TECHNIQUES D’ENQUÊTES – ANALYSE COMPORTEMENTALE

Comment un bon enquêteur analyse-t-il les gens qu’il rencontre au cours de ses enquêtes, lui permettant ainsi de tirer des conclusions après les avoir observé ?

Pour ceux qui ne connaissent pas le cold reading, il s’agit d’une technique d’analyse sociale. On observe quelqu’un (ses vêtements, sa façon d’être, sa coiffure, ses chaussures, sa gestuelle aussi) pour déterminer son profil social et psychologique, son métier, ses centres d’intérêts, son âge, parfois ses pensées sinon ses mensonges.
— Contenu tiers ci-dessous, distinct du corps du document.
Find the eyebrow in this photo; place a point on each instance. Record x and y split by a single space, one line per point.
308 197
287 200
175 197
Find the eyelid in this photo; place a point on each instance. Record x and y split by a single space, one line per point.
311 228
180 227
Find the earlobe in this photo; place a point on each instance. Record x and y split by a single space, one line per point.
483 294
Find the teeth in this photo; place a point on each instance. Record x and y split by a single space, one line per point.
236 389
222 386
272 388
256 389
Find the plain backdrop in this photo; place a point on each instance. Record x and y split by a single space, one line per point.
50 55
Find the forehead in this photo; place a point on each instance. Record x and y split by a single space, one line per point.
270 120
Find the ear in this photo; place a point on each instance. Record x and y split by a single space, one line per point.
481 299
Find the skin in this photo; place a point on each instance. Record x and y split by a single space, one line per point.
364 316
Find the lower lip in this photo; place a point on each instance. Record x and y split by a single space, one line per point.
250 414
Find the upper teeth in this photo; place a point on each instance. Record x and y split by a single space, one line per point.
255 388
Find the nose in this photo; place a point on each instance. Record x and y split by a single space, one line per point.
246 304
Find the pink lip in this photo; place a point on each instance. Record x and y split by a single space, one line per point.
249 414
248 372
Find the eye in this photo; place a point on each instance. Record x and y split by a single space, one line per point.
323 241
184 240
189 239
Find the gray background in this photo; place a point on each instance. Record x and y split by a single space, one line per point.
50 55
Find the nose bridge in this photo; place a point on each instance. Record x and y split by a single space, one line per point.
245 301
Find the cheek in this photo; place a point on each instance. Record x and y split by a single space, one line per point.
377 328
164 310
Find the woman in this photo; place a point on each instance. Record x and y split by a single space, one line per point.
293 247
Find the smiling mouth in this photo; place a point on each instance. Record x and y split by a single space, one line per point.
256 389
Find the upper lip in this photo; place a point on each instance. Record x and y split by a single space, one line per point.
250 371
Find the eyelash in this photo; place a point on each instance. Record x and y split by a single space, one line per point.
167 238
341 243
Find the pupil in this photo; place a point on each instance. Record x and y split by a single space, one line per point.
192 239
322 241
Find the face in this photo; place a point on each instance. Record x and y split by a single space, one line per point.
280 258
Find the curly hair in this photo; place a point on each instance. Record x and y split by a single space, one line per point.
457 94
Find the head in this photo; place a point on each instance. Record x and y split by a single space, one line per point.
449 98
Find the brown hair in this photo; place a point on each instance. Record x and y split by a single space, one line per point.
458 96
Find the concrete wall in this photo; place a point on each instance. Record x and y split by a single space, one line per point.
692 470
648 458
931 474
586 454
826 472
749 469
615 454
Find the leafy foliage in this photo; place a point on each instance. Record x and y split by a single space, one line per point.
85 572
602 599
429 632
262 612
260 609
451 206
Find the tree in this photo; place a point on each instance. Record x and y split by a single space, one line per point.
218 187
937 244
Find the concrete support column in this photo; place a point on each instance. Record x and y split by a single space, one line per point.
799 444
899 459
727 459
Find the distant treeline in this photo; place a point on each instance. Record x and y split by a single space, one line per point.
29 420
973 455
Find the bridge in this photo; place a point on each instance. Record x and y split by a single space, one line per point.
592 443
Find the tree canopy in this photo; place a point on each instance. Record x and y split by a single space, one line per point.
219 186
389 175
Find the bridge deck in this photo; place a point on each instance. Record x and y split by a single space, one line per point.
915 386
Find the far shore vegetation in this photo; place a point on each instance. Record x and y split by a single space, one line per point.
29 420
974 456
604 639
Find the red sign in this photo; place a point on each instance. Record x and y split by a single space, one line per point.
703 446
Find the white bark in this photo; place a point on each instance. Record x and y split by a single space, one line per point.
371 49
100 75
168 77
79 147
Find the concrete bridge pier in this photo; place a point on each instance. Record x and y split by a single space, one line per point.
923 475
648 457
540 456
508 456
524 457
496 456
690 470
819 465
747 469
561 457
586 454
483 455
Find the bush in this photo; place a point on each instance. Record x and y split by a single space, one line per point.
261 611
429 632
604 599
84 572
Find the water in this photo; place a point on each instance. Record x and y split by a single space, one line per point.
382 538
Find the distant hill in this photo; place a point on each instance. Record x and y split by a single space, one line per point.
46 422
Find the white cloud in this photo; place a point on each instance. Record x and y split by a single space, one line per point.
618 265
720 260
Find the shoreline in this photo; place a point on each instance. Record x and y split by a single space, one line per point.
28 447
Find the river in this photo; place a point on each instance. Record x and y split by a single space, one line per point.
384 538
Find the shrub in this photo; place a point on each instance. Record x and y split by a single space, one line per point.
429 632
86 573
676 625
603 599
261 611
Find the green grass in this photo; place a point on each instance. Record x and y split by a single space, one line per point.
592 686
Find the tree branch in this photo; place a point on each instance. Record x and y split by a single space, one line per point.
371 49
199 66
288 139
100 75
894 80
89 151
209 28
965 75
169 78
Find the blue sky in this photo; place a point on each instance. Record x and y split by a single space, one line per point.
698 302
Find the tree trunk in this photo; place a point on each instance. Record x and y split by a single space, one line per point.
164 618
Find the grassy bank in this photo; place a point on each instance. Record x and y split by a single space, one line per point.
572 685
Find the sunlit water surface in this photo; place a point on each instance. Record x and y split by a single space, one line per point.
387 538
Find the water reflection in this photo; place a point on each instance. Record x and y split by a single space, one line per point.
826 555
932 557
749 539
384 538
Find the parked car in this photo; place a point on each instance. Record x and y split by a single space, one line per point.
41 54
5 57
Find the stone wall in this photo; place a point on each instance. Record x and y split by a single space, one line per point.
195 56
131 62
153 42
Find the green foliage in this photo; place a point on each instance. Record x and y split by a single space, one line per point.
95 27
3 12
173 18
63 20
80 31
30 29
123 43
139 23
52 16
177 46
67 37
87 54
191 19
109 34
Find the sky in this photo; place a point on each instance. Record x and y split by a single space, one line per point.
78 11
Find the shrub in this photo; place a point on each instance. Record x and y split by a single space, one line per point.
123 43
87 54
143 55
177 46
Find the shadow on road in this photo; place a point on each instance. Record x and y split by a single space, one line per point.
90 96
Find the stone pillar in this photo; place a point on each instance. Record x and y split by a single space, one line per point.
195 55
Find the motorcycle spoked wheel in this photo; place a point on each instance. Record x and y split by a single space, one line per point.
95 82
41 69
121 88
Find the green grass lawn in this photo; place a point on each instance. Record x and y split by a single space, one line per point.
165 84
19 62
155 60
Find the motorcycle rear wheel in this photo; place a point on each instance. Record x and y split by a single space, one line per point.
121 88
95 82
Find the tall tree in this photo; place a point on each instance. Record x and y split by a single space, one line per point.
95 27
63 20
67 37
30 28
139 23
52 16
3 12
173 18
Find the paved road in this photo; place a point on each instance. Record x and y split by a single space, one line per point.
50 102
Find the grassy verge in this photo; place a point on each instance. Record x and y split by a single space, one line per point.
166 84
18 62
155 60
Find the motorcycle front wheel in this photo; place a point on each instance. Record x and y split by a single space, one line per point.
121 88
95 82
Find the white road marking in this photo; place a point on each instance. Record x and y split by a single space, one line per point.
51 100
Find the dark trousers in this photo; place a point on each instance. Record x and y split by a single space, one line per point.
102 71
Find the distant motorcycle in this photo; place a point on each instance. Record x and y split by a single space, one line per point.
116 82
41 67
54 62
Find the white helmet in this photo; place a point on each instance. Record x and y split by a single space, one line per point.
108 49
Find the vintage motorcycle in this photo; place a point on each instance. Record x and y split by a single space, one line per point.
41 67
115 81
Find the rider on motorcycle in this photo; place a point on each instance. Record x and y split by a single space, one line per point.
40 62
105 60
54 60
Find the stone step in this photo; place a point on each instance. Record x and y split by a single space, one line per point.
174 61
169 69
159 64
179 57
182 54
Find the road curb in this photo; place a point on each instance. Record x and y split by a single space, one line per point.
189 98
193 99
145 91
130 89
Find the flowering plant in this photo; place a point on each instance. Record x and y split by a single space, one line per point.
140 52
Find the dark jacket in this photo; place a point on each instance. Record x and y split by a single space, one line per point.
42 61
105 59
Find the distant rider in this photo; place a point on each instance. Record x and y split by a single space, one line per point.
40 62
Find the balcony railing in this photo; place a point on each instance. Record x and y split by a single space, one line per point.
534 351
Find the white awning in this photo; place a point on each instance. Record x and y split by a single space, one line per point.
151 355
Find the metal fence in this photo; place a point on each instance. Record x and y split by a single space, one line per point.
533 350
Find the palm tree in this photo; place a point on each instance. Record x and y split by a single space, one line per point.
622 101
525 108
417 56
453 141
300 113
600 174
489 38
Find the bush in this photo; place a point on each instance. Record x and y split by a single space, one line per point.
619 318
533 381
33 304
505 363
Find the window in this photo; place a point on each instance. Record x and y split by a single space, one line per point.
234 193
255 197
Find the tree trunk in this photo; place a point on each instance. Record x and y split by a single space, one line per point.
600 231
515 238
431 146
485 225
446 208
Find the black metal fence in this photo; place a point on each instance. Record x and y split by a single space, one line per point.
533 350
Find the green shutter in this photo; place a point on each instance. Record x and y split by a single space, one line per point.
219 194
Echange de mails entre Stéphane FOIREST (Détective Privé) et Philippe KAIZEN (ingénieur en recherche et développement – ancien officier de gendarmerie) ; tous deux partagent leur expérience du terrain et de leurs recherches notamment sur la détection du mensonge ou plus exactement la dissimulation d’informations.

Le 3 octobre 2013 – Stéphane FOIREST a écrit à Philippe Kaizen :

Bonjour Philippe,

Tout simplement génial ! Toutes mes félicitations.

J’ai lu avec grand intérêt votre blog durant cet été et ne tarderai pas à me procurer votre livre.

J’ai souri à maintes reprises en lisant vos articles parce qu’ils m’ont rappelé bien des anecdotes vécues au cours de mes 30 dernières années.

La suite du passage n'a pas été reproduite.